Flanagan was forced to temporarily relocate the Atlantic House facility to Columbia Road after a fire at the group’s regular home at 201 Congress St. Littell said Flanagan has building permits to renovate 201 Congress St.
At the meeting on Jan. 25, Officer Tim Farris will present residents with an assortment of options for starting a neighborhood crime watch, which could range from simply putting up signs to having residents conduct neighborhood patrols.
“There is no blueprint,” Farris said. “It’s really up to the neighborhood wants.”
Farris noted the success of neighborhood watch in Riverton Park, where each month police meet with residents and review each call for service.
In the process, Farris said the group was able to disprove the misconception about Riverton Park, which has produced fewer calls for service since the neighborhood watch program’s inception.

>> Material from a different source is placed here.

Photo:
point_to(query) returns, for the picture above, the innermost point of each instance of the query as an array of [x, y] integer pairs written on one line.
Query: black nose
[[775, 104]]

“People hear Riverton Park and they automatically assume it’s this rough neighborhood that isn’t safe to be in, and it isn’t a desirable neighborhood, when in fact that’s not true,” Farris said. “We can show that with recent crime data.”
Now, he said, police are using the neighborhood watch meetings to educate residents about a variety of topics, including ways to remove opportunities for criminals. For example, police will be talking with young girls in the Riverton Park neighborhood about Internet safety, after several girls were allegedly lured away from home by “some unsavory characters” online.

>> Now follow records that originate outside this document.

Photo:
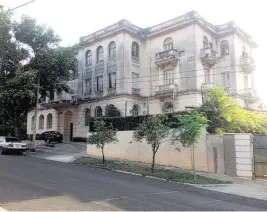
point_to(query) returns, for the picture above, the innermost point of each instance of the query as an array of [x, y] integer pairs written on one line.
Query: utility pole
[[35, 115], [22, 5]]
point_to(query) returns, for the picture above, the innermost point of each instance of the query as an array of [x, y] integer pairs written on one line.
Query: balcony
[[208, 86], [99, 67], [167, 57], [136, 91], [61, 101], [166, 90], [247, 64], [249, 95], [209, 57], [112, 91]]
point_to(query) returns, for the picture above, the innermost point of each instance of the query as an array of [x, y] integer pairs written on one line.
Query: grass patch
[[170, 175]]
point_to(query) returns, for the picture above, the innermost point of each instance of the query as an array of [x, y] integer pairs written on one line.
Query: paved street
[[29, 183]]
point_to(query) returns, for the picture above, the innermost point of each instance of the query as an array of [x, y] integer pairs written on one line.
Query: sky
[[72, 19]]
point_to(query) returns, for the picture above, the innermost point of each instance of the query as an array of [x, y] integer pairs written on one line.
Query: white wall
[[44, 113], [244, 155], [141, 152]]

Farris said reviewing service calls gives residents a factual picture about what is actually happening in their neighborhood, rather than relying on rumors.
Police previously said that one alleged party house on Columbia Road only generated 28 service calls in 2010, only five of which were substantiated by police. But eight substantiated calls are needed in a 30-day period for the city to take enforcement action.
“The Rosemont area is actually pretty quiet compared to other neighborhoods,” he said.
Regardless of the type of neighborhood watch program the Rosemont residents decide to use, Farris education and communication are the most important outcomes.
“We try to develop the leadership within the actual neighborhood,” he said. “Our big thing is that communication piece – giving them the tools to be successful. Obviously, those folks are there 24/7, (but) law enforcement, we’re in and out of the area all the time.”